Se questo porrà rimedio a una crescita praticamente nulla dell'economia, al debito alle stelle, agli enormi deficit di bilancio ea un tasso di disoccupazione di quasi l'XNUMX per cento è un'altra questione.

Modalità live

Sarà peggio con la politica estera. Ma anche qui i due principali partiti potranno accordarsi su un modus vivendi.

Gerhard Schröder ha rappresentato niente di meno che una rivoluzione nella politica estera tedesca, una rivoluzione in cui gli interessi nazionali tedeschi sono ancora una volta all'ordine del giorno. Con Berlino come capitale e il paese riunificato, Schröder ha fatto un passo avanti rispetto alla pesante eredità dell'era nazista sottolineando il diritto della Germania a un'autoaffermazione normalizzata.

Sotto Schröder, la Germania ha inviato i suoi soldati nei conflitti armati sia nell'ex Jugoslavia che in Afghanistan. Sotto Schröder, la Germania ha fatto a pezzi i legami transatlantici a favore di un asse a tre punti con Parigi, Berlino e Mosca come componenti principali. Sotto Schröder, la Germania ha ristabilito l'asse franco-tedesco nell'UE; una collaborazione in cui entrò a pieno titolo solo dopo la rovinosa disputa tra Parigi e Berlino all'indomani della conferenza di Nizza. Sotto Schröder, anche la Germania ha quasi fatto a pezzi l'Ue, quando la guerra in Iraq ha mandato i due vecchi colossi dell'unione allo scontro con “la nuova Europa”.

La Merkel è in una posizione completamente diversa in politica estera. Non è il suo punto di forza, si dice, ma il fatto è che la signora sa benissimo cosa vuole in questo campo: riparare l'asse transatlantico, e riequilibrare – piuttosto che riorientare – il rapporto con il resto d'Europa.
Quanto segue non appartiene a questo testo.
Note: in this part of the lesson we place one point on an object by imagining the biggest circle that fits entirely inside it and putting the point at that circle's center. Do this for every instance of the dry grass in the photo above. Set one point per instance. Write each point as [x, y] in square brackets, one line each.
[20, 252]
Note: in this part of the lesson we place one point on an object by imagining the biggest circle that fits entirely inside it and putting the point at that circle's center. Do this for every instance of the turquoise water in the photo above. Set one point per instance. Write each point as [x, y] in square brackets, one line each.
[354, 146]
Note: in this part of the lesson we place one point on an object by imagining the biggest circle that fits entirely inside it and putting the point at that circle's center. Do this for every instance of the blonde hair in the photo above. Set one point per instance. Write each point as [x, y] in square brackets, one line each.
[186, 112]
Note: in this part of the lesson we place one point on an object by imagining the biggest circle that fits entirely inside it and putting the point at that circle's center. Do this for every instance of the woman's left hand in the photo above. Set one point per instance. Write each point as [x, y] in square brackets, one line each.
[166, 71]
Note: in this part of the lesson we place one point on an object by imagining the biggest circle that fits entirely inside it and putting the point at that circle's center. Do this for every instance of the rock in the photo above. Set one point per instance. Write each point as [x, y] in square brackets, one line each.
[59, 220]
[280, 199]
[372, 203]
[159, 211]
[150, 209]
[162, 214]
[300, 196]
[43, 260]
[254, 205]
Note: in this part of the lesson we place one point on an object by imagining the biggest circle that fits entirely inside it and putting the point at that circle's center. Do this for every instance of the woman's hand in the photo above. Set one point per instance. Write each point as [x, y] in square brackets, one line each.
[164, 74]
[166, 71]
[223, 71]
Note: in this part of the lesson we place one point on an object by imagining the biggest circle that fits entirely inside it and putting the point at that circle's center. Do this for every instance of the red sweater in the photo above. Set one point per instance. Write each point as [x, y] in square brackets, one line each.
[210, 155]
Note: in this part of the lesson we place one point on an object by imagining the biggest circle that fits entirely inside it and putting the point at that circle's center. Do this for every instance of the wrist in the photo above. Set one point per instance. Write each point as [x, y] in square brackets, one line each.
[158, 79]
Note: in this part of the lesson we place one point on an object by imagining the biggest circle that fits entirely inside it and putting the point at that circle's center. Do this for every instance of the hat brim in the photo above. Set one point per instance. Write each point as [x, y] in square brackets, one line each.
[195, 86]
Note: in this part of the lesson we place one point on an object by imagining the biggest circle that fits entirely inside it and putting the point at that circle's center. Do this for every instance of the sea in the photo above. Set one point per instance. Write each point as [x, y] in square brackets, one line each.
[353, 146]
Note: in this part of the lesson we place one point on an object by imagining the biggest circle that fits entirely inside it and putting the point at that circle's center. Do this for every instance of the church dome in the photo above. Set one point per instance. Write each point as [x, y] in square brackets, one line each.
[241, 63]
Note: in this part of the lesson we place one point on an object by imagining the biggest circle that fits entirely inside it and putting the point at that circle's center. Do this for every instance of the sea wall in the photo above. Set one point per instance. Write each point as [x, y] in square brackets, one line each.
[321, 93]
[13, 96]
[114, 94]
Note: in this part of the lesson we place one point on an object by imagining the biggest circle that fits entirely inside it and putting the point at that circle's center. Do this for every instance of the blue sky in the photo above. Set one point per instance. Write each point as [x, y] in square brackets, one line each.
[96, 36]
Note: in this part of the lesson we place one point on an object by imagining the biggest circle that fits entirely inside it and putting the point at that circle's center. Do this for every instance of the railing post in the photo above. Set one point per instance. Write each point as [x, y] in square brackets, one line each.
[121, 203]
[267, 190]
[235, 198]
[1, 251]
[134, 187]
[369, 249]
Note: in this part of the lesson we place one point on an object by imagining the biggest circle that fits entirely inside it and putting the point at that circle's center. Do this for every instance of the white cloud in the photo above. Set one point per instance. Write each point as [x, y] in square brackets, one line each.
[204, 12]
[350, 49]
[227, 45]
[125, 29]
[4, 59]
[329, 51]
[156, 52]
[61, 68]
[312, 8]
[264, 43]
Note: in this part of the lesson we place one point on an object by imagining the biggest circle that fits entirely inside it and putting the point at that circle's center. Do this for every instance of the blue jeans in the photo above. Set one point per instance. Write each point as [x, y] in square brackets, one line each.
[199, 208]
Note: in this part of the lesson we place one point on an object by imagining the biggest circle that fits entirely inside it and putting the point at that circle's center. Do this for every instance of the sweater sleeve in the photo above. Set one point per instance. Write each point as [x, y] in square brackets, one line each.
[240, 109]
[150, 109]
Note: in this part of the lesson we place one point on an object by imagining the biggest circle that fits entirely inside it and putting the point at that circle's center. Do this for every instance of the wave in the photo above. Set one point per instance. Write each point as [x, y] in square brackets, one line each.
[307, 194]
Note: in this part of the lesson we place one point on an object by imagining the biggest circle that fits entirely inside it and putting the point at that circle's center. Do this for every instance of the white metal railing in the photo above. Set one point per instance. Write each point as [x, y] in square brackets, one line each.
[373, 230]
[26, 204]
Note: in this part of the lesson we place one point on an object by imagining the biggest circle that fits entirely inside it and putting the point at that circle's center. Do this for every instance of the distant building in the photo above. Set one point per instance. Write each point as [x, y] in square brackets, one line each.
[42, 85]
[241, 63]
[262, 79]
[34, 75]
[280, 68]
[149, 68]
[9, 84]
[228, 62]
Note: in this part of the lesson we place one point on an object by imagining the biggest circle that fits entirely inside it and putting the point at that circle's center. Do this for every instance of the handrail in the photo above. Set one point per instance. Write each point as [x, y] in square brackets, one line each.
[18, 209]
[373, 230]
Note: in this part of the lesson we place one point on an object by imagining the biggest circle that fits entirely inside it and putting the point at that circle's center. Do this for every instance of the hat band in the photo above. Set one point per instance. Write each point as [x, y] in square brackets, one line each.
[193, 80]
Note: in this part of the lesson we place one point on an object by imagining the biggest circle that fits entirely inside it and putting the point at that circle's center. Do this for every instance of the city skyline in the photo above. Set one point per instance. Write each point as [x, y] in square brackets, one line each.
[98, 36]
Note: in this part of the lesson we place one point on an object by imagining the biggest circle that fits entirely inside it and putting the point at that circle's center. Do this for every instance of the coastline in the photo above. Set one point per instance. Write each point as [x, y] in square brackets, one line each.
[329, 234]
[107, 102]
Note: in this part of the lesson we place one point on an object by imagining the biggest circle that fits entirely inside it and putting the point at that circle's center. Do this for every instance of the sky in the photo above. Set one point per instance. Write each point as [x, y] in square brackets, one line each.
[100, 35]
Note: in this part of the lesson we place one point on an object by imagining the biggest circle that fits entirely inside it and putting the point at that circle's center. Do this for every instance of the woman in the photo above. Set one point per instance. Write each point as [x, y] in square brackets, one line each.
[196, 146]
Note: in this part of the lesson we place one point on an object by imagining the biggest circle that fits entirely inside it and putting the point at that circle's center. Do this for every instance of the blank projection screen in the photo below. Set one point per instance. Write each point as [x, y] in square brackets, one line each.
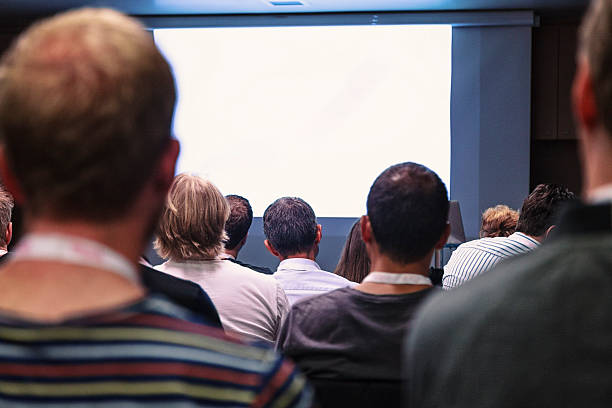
[314, 112]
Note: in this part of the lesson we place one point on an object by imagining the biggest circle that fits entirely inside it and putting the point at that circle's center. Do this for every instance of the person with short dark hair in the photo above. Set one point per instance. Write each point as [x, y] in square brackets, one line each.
[537, 219]
[86, 108]
[190, 236]
[354, 263]
[535, 331]
[348, 341]
[293, 236]
[237, 229]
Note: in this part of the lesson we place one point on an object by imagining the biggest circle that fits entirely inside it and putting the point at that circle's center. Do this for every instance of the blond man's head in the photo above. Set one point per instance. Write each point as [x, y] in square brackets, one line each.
[498, 221]
[86, 106]
[6, 210]
[192, 225]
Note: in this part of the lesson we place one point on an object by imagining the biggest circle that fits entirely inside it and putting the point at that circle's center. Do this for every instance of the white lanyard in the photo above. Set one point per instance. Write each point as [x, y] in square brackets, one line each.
[397, 278]
[73, 250]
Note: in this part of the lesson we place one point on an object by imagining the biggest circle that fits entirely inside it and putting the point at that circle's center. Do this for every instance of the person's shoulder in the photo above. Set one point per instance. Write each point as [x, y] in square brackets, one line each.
[178, 338]
[245, 273]
[325, 303]
[512, 279]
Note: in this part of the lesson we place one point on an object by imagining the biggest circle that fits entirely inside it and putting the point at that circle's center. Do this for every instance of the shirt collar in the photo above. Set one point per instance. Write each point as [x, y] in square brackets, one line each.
[299, 264]
[601, 194]
[525, 239]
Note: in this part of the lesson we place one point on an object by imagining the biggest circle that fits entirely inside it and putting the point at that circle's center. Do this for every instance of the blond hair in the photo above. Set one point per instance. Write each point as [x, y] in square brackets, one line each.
[498, 221]
[6, 209]
[192, 225]
[86, 106]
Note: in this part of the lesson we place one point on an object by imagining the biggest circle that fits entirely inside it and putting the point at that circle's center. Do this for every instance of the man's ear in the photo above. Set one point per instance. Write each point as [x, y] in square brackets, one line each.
[271, 249]
[583, 97]
[444, 237]
[166, 166]
[319, 234]
[9, 233]
[8, 178]
[366, 229]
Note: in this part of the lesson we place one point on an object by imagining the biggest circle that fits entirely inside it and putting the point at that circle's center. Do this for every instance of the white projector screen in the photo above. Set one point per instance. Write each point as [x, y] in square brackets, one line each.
[314, 112]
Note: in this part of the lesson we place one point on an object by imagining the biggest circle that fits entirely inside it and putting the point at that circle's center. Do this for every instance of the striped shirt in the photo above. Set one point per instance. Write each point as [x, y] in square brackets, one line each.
[146, 354]
[476, 257]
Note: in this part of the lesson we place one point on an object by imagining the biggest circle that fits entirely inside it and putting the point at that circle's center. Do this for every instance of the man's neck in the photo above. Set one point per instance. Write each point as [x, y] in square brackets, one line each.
[539, 238]
[49, 290]
[116, 235]
[231, 252]
[382, 263]
[302, 255]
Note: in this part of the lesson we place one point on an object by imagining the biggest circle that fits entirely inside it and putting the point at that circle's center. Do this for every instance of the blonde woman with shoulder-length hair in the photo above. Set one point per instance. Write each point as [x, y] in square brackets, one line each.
[190, 236]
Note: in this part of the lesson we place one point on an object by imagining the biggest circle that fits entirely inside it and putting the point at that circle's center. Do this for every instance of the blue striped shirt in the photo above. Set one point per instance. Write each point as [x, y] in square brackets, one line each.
[476, 257]
[145, 354]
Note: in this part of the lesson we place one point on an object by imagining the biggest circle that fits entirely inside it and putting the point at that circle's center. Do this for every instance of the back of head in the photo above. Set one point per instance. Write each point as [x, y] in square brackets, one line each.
[6, 209]
[541, 209]
[239, 221]
[498, 221]
[86, 105]
[408, 210]
[354, 263]
[595, 43]
[290, 226]
[193, 220]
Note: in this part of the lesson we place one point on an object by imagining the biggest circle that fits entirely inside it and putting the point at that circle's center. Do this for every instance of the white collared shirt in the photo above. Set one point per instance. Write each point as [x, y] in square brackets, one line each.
[249, 303]
[476, 257]
[302, 278]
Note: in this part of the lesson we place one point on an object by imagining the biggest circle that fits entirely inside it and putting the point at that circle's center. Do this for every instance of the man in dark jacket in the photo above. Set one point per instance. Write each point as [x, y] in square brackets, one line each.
[536, 331]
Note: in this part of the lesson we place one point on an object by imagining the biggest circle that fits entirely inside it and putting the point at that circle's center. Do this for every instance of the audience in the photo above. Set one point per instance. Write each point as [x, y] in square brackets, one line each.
[190, 235]
[293, 236]
[348, 341]
[498, 221]
[6, 226]
[86, 106]
[537, 218]
[237, 229]
[536, 330]
[354, 262]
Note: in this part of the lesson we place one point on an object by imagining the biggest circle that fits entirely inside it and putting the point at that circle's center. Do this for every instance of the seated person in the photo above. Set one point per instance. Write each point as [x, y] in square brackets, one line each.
[293, 236]
[6, 226]
[354, 262]
[536, 220]
[237, 229]
[498, 221]
[348, 341]
[190, 235]
[86, 106]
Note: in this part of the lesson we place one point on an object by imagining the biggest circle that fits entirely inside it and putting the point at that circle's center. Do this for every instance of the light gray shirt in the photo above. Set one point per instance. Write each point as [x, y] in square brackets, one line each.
[301, 278]
[249, 303]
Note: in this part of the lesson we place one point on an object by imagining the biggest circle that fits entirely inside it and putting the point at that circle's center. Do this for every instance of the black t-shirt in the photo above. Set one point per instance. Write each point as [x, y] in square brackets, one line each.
[348, 334]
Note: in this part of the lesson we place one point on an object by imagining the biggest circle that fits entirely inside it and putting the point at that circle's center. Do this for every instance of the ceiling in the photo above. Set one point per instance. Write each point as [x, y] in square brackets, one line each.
[26, 8]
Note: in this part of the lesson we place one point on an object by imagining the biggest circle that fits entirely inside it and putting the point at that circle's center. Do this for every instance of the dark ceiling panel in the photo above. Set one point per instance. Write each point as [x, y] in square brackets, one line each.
[176, 7]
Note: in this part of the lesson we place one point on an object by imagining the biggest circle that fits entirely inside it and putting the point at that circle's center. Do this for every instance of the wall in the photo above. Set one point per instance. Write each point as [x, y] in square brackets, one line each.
[554, 145]
[553, 148]
[490, 119]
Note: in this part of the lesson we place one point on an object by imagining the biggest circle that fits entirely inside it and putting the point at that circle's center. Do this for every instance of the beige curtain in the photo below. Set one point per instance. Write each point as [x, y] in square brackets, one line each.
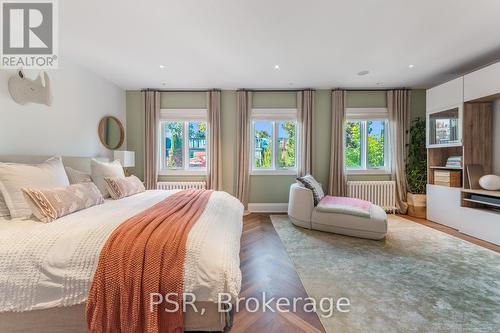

Potrebbe esserci un seme per il compromesso qui, perché Schröder ei suoi socialdemocratici hanno anche realizzato la necessità di un migliore rapporto con la dimensione anglosassone nell'UE e, non ultimo, un rapporto molto migliore con gli Stati Uniti. Entrambi i leader abbinano tale approccio a un forte asse franco-tedesco su importanti questioni sindacali.

Fondamentalmente, c'è solo una questione che separa davvero i due leader ei due partiti in questo momento, ed è la Turchia. Il paese dovrebbe diventare membro dell'UE o no? La CDU-CSU dice un clamoroso no. L'SPD dice un altrettanto clamoroso sì.

Ma entrambe le parti possono convivere con i negoziati tra la Turchia e l'UE aperti e in corso, perché l'adesione della Turchia non è ancora rilevante fino al 2014.

Il problema più grande in politica estera non sono quindi necessariamente questioni concrete, ma che la Germania non sarà il motore dinamico dell'unione che molti avevano sperato che il paese fosse sotto una pura Merkel.

Destra

Ci sono, come ho detto, altre alternative in Germania oltre a una grande coalizione. Dovrebbe essere sulla destra, in quel caso. Gli elettori tedeschi non hanno realmente dato a Schröder alcun mandato per governare ulteriormente. La fiducia nella destra è in qualche modo maggiore, se non travolgente. La Merkel è la vincitrice delle elezioni, ma con un margine ristretto.

Un governo formato da CDU-CSU, FDP e Verdi aggirerà l'enorme ostacolo che è per i tedeschi creare una coalizione oltre i confini del blocco. Questa svolta non è solo politica, ma anche culturale e storica. Una grande coalizione può comunque essere il compromesso al centro che gli elettori hanno effettivamente richiesto. Una coalizione di destra può essere il suo stesso compromesso, dal momento che la Merkel deve quindi trovare un equilibrio tra gli anti-liberalisti nel suo stesso partito e i pro-liberalisti nel FDP.